🤖 AI Summary
This work addresses the limitations of existing automated game testing methods, which often struggle to achieve high code coverage, frequently overlook edge cases, and fail to leverage internal program information effectively. To overcome these challenges, the authors propose a novel reinforcement learning agent that uniquely utilizes the function call stack as a key guiding signal. By integrating game state and visual input into a multimodal environment representation, the agent is able to perform targeted exploration toward specific function paths. The approach combines dynamic code instrumentation with real-time call stack tracing, enabling more informed test generation.
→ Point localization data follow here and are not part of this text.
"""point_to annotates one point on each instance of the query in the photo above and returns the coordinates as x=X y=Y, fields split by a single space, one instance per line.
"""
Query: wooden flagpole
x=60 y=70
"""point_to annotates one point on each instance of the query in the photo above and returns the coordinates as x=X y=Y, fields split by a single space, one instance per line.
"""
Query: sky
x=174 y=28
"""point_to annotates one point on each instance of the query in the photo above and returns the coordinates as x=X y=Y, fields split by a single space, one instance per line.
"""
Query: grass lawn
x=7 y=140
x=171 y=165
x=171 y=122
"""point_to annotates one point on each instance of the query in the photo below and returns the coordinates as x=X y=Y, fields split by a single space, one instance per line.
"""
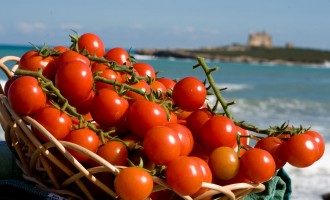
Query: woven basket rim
x=17 y=129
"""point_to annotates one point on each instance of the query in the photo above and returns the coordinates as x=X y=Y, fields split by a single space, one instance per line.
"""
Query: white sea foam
x=143 y=57
x=311 y=182
x=233 y=86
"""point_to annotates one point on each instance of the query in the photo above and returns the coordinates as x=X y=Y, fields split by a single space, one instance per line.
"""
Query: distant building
x=289 y=45
x=260 y=39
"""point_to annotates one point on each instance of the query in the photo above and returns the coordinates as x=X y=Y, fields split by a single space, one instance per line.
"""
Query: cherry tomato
x=243 y=140
x=118 y=55
x=143 y=115
x=302 y=150
x=26 y=96
x=257 y=165
x=319 y=141
x=74 y=80
x=184 y=175
x=58 y=123
x=200 y=151
x=8 y=84
x=85 y=138
x=162 y=144
x=196 y=120
x=61 y=48
x=275 y=147
x=92 y=43
x=185 y=136
x=108 y=108
x=207 y=174
x=133 y=183
x=189 y=93
x=83 y=105
x=145 y=69
x=168 y=83
x=71 y=56
x=157 y=86
x=142 y=85
x=218 y=131
x=224 y=163
x=107 y=73
x=114 y=152
x=33 y=61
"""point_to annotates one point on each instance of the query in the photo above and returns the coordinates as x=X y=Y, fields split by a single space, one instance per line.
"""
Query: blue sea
x=265 y=95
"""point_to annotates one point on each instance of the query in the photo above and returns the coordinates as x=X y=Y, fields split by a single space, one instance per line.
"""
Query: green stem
x=276 y=130
x=212 y=83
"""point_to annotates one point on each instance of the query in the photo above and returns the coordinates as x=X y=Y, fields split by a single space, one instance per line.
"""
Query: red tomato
x=70 y=56
x=168 y=83
x=142 y=85
x=319 y=141
x=243 y=140
x=145 y=69
x=207 y=174
x=74 y=80
x=107 y=73
x=302 y=150
x=33 y=61
x=114 y=152
x=184 y=175
x=196 y=120
x=143 y=115
x=157 y=86
x=162 y=144
x=189 y=93
x=92 y=43
x=118 y=55
x=108 y=108
x=224 y=163
x=85 y=138
x=26 y=96
x=275 y=147
x=8 y=84
x=218 y=131
x=61 y=48
x=133 y=183
x=185 y=136
x=83 y=105
x=257 y=165
x=173 y=117
x=200 y=151
x=58 y=123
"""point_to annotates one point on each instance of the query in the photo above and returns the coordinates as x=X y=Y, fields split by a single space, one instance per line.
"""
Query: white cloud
x=71 y=26
x=30 y=27
x=2 y=29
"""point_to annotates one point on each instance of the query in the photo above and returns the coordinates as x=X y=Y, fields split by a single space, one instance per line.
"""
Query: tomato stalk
x=271 y=131
x=50 y=89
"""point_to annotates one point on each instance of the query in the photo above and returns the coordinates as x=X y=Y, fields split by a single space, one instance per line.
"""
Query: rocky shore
x=229 y=55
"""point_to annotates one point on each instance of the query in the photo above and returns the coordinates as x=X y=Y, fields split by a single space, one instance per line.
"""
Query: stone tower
x=260 y=39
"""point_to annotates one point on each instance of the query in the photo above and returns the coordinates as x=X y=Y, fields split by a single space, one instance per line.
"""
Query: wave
x=275 y=111
x=143 y=57
x=233 y=86
x=311 y=182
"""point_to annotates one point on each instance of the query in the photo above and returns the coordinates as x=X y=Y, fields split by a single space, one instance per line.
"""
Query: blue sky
x=166 y=24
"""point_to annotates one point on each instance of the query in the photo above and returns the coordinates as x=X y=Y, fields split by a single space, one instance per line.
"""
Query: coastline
x=213 y=54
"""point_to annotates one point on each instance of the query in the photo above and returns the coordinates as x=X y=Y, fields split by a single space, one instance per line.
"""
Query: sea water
x=265 y=95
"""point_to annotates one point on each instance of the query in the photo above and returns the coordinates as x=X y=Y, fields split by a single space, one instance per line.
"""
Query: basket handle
x=9 y=73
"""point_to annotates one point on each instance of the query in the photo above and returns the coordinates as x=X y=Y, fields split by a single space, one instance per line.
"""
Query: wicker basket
x=52 y=168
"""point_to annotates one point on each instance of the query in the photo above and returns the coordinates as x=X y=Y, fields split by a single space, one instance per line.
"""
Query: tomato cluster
x=128 y=114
Experimental results across multiple game environments demonstrate that this method significantly outperforms baseline techniques that do not exploit code-level information, achieving higher test coverage and efficiency. These findings underscore the critical role of call stack signals in intelligent software testing.
📝 Abstract
Automated game testing is important for verifying game functionality, but it remains a costly and time-consuming process. Manual testing often misses edge cases, and current automated methods struggle to provide full code coverage. Prior work has explored reinforcement learning (RL) for game testing, but without leveraging internal code signals such as the call stack. We present Code Aware Agent (CA2), which uses call stack information to learn effective testing strategies. The agent receives the current function call trace along with the game state and learns to reach specific target functions. We instrument two types of environments, 1) State-based and 2) Image-based, with support for efficient call stack extraction. Through experimental evaluation, we find that CA2 achieves consistent improvement over the non-code aware baselines, which does not leverage call stack information. Our results show that incorporating code signals like the call stack enables more effective and targeted game testing.